Whenever the debate about contemporary banking – and what it allegedly ‘does’ – gets close to the truth, one can always rely on banker PR to pile in and muddy the waters with jargo-bollocks, fantasy statistics, and how much tax the UK banking sector pays to the Exchequer.
This mercifully brief post will therefore stick to the following irrefutable facts as a guide to long-suffering Slog readers. Here goes….
1. The cart and horse goes like this: banking is the horse that pulls the cart of entrepreneurial capitalism. It is not the other way round.

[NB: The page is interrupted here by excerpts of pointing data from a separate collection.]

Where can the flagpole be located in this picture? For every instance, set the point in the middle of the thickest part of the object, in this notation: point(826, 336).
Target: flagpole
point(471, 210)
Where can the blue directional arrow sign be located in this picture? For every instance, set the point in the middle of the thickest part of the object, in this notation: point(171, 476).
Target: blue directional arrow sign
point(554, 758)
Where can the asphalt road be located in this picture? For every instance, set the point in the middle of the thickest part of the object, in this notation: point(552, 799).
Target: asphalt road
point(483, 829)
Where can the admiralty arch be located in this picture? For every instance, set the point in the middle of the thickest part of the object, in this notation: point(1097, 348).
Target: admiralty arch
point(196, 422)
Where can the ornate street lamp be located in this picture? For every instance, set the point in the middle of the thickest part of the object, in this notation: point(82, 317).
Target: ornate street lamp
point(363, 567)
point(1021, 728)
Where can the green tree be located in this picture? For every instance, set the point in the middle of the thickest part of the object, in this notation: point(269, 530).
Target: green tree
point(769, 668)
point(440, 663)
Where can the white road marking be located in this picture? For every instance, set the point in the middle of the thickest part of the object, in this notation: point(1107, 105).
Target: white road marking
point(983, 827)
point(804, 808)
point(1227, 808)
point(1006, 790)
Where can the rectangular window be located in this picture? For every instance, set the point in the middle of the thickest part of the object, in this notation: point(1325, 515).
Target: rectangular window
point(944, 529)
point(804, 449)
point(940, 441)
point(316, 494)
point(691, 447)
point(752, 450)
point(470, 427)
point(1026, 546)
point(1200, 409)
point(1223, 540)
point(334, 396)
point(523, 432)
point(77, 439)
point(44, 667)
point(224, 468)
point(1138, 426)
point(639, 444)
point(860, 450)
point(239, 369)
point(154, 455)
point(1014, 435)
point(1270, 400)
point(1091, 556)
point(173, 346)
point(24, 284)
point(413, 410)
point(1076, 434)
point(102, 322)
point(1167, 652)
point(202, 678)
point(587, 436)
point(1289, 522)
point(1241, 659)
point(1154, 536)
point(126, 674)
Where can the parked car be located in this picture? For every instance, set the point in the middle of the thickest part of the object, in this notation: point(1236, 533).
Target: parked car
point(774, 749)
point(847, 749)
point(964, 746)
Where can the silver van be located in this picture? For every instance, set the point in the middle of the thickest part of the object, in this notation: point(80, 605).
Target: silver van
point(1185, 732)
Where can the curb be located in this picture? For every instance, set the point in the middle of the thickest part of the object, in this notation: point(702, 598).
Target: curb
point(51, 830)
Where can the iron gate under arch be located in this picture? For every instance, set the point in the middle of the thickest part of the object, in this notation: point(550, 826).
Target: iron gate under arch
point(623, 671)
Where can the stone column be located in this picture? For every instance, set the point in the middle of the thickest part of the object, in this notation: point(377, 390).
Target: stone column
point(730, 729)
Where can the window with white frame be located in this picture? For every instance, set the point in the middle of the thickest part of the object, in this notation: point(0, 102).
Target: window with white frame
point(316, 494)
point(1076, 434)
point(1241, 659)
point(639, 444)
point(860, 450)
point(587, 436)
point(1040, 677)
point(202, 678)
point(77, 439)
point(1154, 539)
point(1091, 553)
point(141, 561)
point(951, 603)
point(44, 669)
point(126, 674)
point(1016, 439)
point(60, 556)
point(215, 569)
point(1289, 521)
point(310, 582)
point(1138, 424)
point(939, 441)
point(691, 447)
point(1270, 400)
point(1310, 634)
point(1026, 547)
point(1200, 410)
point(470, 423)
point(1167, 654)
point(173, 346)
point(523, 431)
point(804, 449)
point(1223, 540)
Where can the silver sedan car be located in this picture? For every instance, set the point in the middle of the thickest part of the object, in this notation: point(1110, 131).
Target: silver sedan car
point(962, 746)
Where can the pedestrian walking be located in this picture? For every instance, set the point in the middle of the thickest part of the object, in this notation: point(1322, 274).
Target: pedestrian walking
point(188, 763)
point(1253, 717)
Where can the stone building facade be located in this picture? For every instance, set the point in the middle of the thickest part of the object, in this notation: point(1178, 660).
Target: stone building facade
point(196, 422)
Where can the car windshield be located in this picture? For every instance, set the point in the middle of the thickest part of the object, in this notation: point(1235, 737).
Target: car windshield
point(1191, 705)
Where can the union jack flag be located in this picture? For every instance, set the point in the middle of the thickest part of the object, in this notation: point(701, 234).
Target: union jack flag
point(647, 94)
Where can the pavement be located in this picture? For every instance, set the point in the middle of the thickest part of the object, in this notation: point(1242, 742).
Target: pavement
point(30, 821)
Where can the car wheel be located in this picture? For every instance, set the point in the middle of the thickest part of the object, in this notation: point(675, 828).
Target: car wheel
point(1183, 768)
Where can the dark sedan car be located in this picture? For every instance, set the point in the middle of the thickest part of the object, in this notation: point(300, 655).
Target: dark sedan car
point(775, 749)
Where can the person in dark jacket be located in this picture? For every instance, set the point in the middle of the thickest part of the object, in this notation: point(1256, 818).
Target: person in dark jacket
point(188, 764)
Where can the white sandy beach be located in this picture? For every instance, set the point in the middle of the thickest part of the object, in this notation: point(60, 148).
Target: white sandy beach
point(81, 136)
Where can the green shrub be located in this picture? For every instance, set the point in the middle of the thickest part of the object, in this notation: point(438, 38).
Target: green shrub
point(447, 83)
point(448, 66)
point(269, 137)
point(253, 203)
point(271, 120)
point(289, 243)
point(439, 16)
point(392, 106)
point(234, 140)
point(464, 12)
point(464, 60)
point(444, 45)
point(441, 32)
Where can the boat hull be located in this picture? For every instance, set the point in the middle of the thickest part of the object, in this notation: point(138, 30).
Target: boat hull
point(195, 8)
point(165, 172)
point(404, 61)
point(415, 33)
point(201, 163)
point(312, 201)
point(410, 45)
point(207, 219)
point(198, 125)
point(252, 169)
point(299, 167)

2. Having an all-up derivatives sector valued at ten times global GDP (and consisting entirely of notional, ‘virtual’ money) contributes nothing to real capitalist business, and is the single biggest instability factor in the global finance system.
3. From the mid 1990s onwards, the banking sector consistently lobbied to have regulation either watered down, or easy to avoid. In particular, the key factors of client credit worthiness, bank capital requirement, and separation of retail from merchant banking were all ignored in favour of profits for the banking sector – not the economy that requires finance from that banking sector’s access to funds and markets.
4. Since 2008, precisely the same lobbied opposition has been applied to all the SEC, EU and FSA ideas about how to make banking safer. Not a single major piece of globally applicable legislation has been passed.
Everyone – even bankers themselves – needs to wake up to a simple reality: bankers are children straight out of Lord of the Flies. No adults, no rules, no ethics, no socialisation. They ask for endless glasses of water rather than go to bed. Any application of discipline is ‘so unfair’. All rules are to be flouted – and laughed at behind hands. And given an island cut off from civilisation’s rules, they will run riot.